Beide vestingwerken liggen bijna tegen het Tijdenskanaal aan en we mogen de ontwerpers van het kanaal wel dankbaar zijn dat ze bij het graven in 1911, de beide vestingwerken ongemoeid gelaten hebben. ( In Frieschepalen zijn ze bijvoorbeeld bij het graven van de omleiding van de Fryskepealenfeart tijdens de ruilverkaveling in de jaren zestig dwars door de voormalige schans gegaan.)
Als ik na de redoute uit een bosje kom, kom ik op een pad dat mij bekend voorkomt. Dat blijkt te kloppen, want ik moet volgens mijn routeboekje een aantal kilometers over Het Groot Frieslandpad en dat heb ik afgelopen winter gelopen. Gelukkig herinner ik mij ook dat ik hier een stokoude grenspaal met kogelgaten heb gemist. Het is maar honderd meter de verkeerde kant op, maar ik doe het toch om deze paal alsnog persoonlijk op de foto te zetten ( de foto bij het Groot Frieslandpad etappe 15 had ik geleend.) De oude grenspaal staat aan de rand van een akker en is op één jaar na 200 jaar oud. Een paal met een geschiedenis dus. Ik citeer: ‘Deze zandstenen grenspaal is in 1824 geplaatst om de grens tussen het toenmalige Koninkrijk Hannover en Nederland aan te duiden. De Paal diende ter vervanging van grenspaal 13, die in 1764 of 1784 werd geplaatst om de grens aan te geven tussen het bisdom Münster en de Republiek der Verenigde Nederlanden.

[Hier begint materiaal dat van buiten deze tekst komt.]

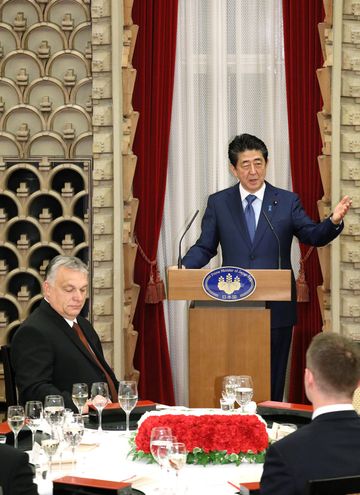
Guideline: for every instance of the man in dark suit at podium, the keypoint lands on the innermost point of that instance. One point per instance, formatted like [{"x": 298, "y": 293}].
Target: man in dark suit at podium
[
  {"x": 254, "y": 222},
  {"x": 55, "y": 346},
  {"x": 327, "y": 447}
]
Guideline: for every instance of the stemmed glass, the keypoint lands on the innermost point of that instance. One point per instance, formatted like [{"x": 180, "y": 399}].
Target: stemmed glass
[
  {"x": 80, "y": 394},
  {"x": 244, "y": 391},
  {"x": 73, "y": 432},
  {"x": 54, "y": 410},
  {"x": 16, "y": 420},
  {"x": 161, "y": 440},
  {"x": 128, "y": 397},
  {"x": 100, "y": 398},
  {"x": 177, "y": 459},
  {"x": 33, "y": 416},
  {"x": 50, "y": 445},
  {"x": 229, "y": 389}
]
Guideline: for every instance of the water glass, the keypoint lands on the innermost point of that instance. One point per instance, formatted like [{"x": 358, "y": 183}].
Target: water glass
[
  {"x": 244, "y": 391},
  {"x": 79, "y": 395},
  {"x": 54, "y": 410},
  {"x": 128, "y": 397},
  {"x": 177, "y": 459},
  {"x": 73, "y": 430},
  {"x": 100, "y": 399}
]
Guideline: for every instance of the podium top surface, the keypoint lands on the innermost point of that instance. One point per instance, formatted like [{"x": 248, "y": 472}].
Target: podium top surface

De paal staat ook precies op de plek waar de grens lag van het Graafschap Oost-Friesland en het Bisdom Münster. In 1960 is de grens iets opgeschoven als gevolg van een grenscorrectie en werd er een nieuwe grenspaal geplaatst.’ Ik weet waar hij staat en negeer de nieuwe grenspaal die mij de vorige keer in verwarring bracht. Maar helaas. Door het nu dichte gebladerte, een brede sloot en een akker met mais is er van de oude grenspaal niets te zien. Daar baal ik van. Ik kan er niet bij komen en dus mis ik voor de tweede maal dit cultuurhistorische kleinood waarin kogelgaten zitten die er tijdens de Tweede Wereldoorlog zijn ingeschoten.
Na mijn mislukte bezoek aan de oude grenspaal loop ik over de Werkhuislaan naar het lintdorp Bellingwolde. En wat is het dan leuk dat de menselijke geest in staat is zelfs details van een vroegere tocht op te slaan. Want toen ik nog maar net op dat pad liep, kreeg ik een seintje van mijn hersenen dat ik langs een bijzondere houten paal moest komen. Dat blijkt te kloppen. Het is een oude bewerkte paal met een gezicht. Ik maak er een foto van.

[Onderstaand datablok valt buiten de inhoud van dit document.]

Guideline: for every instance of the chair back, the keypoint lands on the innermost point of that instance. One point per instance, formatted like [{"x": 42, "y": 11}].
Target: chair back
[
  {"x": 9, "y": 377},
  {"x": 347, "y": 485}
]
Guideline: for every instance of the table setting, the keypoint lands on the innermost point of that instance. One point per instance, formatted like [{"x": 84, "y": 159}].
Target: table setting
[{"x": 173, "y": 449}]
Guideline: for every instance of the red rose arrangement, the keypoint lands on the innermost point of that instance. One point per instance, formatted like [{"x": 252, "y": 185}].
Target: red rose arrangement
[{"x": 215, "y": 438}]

Voor ik bij Bellingwolde ben, kom ik nog voor de derde maal over het Tijdenskanaal. De brug die ik daarbij passeer wordt de Lethebrug genoemd. De Lethe is een buurtschap die tussen het kanaal en de grens met Duitsland ligt. Het 60 hectare grote gebied waarin ook de beide vestingwerken liggen is vernoemd naar een oude waterloop. De naam Lehte vindt zijn oorsprong in de mythologie en verwijst naar de onderwereld, naar de ‘Rivier der vergetelheid’: de schimmen der gestorvenen dronken uit deze rivier om het verleden te vergeten. Vandaar de uitdrukking: uit den stroom der vergetelheid drinken. Overigens betekent Lehte ook laagte.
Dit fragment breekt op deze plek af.